For this case, the group went into finding market inefficiencies in the world of sports. The goal of this case study was to look for and determine inefficiencies in the market and then to come to the conclusion of how that weakness could be corrected by people who noticed these trends.

After watching a video of the decathlon training featuring 2004 Olympic Silver Medalist and 2008 Olympic Gold Medalist Bryan Clay, I was fascinated to see what sort of analytics could be applied to this sport, which even Bryan Clay admits does not get much respect. I decided to do my best to rectify the problem by doing my own analysis on the skill of decathletes. 

For those who are not familiar with the decathlon, it is a two day competition which features ten events. On the first day, athletes compete in the 100 meter dash, the long jump, the shot put, the high jump and the 400 meter dash. The second day consists of the 110 meter hurdles, the discus throw, the pole vault, the javelin throw and the 1500 meter run.

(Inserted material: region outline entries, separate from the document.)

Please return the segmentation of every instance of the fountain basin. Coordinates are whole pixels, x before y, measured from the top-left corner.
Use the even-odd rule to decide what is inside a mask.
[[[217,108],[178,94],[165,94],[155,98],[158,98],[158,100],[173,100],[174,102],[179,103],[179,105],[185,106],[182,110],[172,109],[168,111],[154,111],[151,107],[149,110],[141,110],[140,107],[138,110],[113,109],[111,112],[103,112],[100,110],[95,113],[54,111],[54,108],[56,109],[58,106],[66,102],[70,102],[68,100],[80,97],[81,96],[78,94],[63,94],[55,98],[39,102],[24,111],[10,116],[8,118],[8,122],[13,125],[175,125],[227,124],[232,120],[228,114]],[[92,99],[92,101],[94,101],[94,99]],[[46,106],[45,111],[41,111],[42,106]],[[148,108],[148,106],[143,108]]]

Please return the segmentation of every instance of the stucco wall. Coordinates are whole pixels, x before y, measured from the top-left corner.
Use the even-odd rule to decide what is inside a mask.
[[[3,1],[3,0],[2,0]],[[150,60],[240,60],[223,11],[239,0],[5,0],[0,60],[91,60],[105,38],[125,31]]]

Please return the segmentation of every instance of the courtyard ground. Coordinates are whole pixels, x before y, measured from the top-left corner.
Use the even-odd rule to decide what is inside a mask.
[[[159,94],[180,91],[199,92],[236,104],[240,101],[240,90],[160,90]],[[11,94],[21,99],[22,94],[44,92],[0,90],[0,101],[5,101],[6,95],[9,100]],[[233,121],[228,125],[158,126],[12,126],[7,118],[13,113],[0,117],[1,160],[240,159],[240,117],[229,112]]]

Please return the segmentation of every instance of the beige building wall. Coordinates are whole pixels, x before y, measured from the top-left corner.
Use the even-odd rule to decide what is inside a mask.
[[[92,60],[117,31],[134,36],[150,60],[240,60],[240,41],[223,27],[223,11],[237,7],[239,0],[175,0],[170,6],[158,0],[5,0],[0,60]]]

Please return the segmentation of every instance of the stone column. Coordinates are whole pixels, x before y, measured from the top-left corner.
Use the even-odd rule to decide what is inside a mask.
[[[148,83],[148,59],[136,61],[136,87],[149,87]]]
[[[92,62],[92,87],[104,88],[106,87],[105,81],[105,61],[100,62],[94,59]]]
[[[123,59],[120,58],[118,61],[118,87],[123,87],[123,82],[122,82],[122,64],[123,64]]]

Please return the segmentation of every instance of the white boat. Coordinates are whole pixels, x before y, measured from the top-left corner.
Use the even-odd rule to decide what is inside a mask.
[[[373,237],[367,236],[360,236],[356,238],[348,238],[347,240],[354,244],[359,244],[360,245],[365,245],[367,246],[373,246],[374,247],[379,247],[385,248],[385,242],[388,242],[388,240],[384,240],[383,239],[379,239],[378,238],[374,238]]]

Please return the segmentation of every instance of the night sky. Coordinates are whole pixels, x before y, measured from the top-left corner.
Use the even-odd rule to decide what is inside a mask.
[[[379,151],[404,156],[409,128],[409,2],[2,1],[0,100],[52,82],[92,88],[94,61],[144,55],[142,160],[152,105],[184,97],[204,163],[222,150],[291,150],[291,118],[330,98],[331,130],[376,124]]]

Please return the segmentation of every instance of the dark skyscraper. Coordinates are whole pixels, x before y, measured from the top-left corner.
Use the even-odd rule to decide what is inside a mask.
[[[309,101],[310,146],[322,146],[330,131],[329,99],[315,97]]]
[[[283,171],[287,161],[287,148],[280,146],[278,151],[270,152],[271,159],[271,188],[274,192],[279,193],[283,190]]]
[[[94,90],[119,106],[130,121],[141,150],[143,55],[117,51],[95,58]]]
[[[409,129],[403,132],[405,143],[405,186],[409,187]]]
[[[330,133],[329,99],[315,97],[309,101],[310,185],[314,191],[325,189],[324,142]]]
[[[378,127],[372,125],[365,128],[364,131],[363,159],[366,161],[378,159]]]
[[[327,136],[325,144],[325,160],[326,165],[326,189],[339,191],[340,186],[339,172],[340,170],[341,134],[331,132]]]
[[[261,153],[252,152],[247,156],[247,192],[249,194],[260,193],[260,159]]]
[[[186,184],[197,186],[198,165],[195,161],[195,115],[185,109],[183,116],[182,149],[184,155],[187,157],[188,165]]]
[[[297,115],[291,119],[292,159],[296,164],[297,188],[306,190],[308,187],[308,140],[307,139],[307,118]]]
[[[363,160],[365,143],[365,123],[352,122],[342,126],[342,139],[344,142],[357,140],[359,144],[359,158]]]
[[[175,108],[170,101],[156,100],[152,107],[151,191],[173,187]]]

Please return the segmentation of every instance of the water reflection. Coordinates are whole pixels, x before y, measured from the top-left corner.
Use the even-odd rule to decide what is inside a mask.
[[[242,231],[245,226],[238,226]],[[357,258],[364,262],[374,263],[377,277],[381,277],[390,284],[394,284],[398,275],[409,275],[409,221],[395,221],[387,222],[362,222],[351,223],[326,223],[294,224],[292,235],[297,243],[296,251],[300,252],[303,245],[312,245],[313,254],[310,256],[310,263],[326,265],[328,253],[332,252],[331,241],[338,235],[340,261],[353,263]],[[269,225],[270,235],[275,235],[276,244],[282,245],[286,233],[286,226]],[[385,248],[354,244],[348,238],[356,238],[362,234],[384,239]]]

Each performance in these events is given a numerical value, and are therefore standards-based. For instance, athletes who are competing at the collegiate level would be using the same scoring standards which the athletes are competing in the Olympics do. The scoring for these events is also intended to be equal, such that one event can be exploited over another; the scoring is also created in such a way that an athlete who specializes in one event can dominate the scoring and win a gold medal simply by being an elite athlete in one or two events. Most of the market inefficiencies would be in the former statement; by assuming that all events are created, we can use statistical tests which determine the probability that these events are equal and drawn from the same data set. This will be covered in more detail later in the article.

As with any test like this involving numbers, the first step is to collect the data. I used Sports Reference to gather my data; you can see, for instance, the data collected from the 2008 100m dash here. I then proceeded to manually enter the data in, concerning myself only with the number of points in each event. If I focused on the actual results, that would prevent me from comparing across all events; the points are supposed to make sure that all of the events are on a level playing field.       

The data that was easily available to me went all the way back to 1996. The modern scoring system was implemented into play in 1984, but I could not find data which went back that far. I chose to only enter the top twenty competitors, as I wanted to focus on what the top athletes were doing (I assumed that top athletes would be the ones exploiting any major inefficiencies). Anyone who is not in the top twenty is not likely to have a strategy in winning the Olympics which would be worth our study.      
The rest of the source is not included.